Tuesday, June 22, 2010

Dealing with "deprecated" std::copy()

Although the issue of Microsoft having chosen, by the agency of its so-called "safe string" library, to deprecate large parts of the standard library in general, and std::copy() in particular, is hardly new, there's still some confusion in the community about what to do about it, and how to work around it if that's what you choose to do.
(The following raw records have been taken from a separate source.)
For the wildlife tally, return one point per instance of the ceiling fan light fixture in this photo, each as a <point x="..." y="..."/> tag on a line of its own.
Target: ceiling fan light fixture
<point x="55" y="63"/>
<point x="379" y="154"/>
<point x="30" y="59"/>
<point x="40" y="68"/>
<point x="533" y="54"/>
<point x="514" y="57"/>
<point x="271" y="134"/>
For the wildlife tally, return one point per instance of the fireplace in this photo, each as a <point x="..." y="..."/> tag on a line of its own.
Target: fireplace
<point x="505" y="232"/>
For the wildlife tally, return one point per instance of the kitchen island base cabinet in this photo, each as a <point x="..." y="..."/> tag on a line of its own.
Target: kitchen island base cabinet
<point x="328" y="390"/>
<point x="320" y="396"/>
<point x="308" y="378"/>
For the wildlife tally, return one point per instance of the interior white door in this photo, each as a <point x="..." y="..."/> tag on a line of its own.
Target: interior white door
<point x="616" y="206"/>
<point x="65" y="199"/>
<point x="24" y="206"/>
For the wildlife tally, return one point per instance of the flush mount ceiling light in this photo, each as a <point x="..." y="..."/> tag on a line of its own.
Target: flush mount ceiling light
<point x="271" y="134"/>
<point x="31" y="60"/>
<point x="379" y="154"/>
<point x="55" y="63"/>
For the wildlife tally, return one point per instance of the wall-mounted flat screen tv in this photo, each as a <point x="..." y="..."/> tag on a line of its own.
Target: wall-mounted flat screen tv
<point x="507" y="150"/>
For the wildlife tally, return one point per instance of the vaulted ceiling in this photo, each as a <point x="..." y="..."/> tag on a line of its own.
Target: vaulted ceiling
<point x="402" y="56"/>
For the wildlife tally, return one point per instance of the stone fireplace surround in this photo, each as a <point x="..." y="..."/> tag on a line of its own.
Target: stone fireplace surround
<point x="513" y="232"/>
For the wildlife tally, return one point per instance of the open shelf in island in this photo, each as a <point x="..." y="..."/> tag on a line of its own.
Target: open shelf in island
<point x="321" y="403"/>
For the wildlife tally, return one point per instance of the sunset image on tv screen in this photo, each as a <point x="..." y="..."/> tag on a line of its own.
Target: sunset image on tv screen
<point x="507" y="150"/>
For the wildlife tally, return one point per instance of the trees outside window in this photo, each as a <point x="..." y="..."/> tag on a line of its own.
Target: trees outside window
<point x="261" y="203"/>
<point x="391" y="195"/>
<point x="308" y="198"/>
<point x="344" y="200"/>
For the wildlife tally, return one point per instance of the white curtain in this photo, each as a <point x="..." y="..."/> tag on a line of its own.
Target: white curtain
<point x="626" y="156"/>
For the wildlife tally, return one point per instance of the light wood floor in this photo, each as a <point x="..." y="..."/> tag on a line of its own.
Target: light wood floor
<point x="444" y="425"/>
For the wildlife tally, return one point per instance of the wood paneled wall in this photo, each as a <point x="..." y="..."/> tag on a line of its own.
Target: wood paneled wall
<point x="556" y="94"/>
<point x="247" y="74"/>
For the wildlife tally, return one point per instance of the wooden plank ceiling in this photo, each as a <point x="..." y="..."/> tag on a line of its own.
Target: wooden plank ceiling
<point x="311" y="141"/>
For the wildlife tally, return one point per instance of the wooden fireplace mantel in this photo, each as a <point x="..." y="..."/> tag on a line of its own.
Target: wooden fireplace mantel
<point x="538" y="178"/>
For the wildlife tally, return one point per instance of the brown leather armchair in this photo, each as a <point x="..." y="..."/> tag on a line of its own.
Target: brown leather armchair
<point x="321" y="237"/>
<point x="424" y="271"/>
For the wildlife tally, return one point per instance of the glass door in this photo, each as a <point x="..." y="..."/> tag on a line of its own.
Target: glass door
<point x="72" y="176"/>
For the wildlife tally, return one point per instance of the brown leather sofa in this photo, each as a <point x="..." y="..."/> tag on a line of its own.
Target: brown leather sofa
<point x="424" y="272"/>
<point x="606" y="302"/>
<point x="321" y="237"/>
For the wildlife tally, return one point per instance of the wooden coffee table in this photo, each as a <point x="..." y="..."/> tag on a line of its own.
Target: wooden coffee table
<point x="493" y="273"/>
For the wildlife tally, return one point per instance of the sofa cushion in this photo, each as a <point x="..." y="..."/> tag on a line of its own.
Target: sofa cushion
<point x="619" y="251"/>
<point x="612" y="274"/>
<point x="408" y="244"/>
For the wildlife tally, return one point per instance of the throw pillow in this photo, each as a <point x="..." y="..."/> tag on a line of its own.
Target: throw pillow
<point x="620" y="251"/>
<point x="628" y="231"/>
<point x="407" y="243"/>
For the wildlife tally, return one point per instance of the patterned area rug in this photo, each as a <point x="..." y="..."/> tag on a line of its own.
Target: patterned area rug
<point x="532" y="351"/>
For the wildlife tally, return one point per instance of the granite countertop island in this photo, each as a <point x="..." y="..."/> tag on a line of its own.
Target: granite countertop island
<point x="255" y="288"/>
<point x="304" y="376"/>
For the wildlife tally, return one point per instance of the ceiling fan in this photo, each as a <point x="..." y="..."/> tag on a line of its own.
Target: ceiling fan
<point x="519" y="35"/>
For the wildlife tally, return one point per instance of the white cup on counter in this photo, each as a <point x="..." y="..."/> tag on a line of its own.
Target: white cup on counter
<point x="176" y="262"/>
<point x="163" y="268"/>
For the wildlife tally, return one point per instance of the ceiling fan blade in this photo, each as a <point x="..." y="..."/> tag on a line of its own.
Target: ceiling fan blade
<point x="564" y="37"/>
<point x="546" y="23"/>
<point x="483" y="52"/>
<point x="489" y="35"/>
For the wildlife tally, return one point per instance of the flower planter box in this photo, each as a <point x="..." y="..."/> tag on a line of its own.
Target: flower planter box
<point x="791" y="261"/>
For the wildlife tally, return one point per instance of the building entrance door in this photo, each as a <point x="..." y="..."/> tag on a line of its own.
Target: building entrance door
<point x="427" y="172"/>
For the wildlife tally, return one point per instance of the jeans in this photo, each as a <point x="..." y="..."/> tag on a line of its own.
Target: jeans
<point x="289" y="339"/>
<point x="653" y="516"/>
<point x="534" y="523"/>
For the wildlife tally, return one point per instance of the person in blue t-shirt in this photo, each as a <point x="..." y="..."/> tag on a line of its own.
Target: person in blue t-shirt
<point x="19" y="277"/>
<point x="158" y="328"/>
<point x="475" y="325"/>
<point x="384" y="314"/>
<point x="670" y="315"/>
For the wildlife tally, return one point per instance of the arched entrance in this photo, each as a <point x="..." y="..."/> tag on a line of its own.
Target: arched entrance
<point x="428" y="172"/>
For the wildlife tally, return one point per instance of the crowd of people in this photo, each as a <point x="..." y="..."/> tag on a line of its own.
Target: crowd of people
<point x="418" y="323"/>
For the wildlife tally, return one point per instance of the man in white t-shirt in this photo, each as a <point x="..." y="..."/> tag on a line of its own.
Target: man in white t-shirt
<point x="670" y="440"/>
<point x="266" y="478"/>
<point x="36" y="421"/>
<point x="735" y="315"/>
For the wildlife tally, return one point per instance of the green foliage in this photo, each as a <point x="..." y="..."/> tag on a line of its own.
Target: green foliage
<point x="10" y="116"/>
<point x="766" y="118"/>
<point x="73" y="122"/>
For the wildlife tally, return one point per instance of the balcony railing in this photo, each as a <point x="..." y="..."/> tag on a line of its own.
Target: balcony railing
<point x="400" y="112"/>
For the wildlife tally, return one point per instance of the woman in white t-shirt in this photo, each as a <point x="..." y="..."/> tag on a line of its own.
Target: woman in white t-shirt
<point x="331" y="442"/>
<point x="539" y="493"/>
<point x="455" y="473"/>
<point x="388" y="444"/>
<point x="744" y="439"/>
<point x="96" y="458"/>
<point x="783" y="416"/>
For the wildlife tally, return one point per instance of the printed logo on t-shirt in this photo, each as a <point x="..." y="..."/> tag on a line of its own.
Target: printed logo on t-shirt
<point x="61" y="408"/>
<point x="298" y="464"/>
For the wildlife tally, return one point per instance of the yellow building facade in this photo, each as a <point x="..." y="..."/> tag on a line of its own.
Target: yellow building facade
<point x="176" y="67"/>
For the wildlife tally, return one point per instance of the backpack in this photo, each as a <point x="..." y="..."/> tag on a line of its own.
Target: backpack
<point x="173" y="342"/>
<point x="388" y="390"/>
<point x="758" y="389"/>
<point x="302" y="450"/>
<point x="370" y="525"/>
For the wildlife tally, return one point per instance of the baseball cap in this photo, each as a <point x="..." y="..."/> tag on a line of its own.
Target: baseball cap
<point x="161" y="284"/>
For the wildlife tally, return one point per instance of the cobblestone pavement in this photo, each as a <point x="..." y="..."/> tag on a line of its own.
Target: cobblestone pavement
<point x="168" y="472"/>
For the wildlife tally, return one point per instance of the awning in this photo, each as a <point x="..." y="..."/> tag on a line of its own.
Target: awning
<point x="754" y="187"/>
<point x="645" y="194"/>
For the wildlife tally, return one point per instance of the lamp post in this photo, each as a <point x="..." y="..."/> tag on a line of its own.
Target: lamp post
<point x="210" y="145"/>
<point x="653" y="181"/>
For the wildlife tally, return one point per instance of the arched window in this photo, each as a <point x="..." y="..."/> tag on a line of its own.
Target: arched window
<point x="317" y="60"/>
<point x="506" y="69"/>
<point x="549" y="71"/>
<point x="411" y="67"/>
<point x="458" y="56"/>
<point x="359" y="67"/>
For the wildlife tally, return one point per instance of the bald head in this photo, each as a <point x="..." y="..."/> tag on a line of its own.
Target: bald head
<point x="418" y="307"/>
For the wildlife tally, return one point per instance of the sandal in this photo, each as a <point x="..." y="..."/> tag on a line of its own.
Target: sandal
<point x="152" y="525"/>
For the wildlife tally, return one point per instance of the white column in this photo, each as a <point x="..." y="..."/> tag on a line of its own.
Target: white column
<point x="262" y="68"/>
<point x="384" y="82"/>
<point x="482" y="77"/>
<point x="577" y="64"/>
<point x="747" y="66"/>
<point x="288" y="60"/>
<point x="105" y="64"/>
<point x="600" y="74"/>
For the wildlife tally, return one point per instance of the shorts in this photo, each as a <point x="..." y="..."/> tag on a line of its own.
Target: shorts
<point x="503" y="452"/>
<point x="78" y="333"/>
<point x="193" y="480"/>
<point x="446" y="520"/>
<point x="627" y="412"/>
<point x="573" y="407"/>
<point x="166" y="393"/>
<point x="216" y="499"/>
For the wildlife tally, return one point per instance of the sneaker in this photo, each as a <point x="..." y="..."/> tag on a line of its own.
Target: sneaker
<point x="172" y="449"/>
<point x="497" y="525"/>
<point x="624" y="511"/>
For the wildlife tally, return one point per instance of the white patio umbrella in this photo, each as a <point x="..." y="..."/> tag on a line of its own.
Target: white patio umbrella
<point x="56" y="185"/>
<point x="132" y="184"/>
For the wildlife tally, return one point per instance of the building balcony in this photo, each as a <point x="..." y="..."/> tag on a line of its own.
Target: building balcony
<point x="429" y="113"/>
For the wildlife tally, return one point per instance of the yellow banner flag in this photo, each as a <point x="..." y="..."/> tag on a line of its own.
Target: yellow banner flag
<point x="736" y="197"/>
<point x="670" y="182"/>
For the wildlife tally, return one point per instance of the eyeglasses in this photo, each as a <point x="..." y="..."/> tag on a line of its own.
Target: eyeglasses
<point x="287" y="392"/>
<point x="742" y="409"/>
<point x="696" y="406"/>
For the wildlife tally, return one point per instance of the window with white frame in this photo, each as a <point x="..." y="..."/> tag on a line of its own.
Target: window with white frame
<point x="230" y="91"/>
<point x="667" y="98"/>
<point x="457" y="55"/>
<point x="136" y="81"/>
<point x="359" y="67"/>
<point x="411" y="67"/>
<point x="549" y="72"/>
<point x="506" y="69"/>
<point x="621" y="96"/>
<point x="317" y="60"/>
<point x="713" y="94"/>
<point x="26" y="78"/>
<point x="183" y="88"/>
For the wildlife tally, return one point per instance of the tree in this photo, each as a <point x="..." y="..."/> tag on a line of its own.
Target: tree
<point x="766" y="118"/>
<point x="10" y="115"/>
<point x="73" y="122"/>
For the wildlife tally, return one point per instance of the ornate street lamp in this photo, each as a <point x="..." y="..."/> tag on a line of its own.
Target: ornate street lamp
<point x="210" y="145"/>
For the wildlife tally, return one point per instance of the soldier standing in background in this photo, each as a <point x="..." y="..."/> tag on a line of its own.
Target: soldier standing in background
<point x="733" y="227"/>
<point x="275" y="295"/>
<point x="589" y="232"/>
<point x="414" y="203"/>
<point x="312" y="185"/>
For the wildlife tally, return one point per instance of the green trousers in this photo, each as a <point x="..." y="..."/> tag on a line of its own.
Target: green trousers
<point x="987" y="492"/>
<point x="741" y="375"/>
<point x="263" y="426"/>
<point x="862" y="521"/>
If, as I do on occasion, you choose not to suppress the warnings (by ignoring 4996, or by defining _SCL_SECURE_NO_WARNINGS) but instead want to ignore specifically for std::copy(), you can do it as follows:

#include <stlsoft/algorithms/std/alt.hpp>
#include <stlsoft/internal/safestr.h>

#if defined(STLSOFT_USING_SAFE_STR_FUNCTIONS) && \
    defined(STLSOFT_COMPILER_IS_MSVC)
namespace std
{
  using ::stlsoft::std_copy;
# define copy    std_copy
}
#endif // compiler

By all means it's breaking the rules and introducing names into the std namespace. Nonetheless, we can sleep easy, since, hey, we didn't start the undermining of the standard!

The other problem is that, currently, stlsoft::std_copy() has no specialisations. It always uses long-hand iteration; no memcpy()-based block copying for random access iterators to POD types.

I hope you know me well enough by now for this to not need to be said. But it's important enough for me to have to say it explicitly, just in case: do not use this technique in library headers!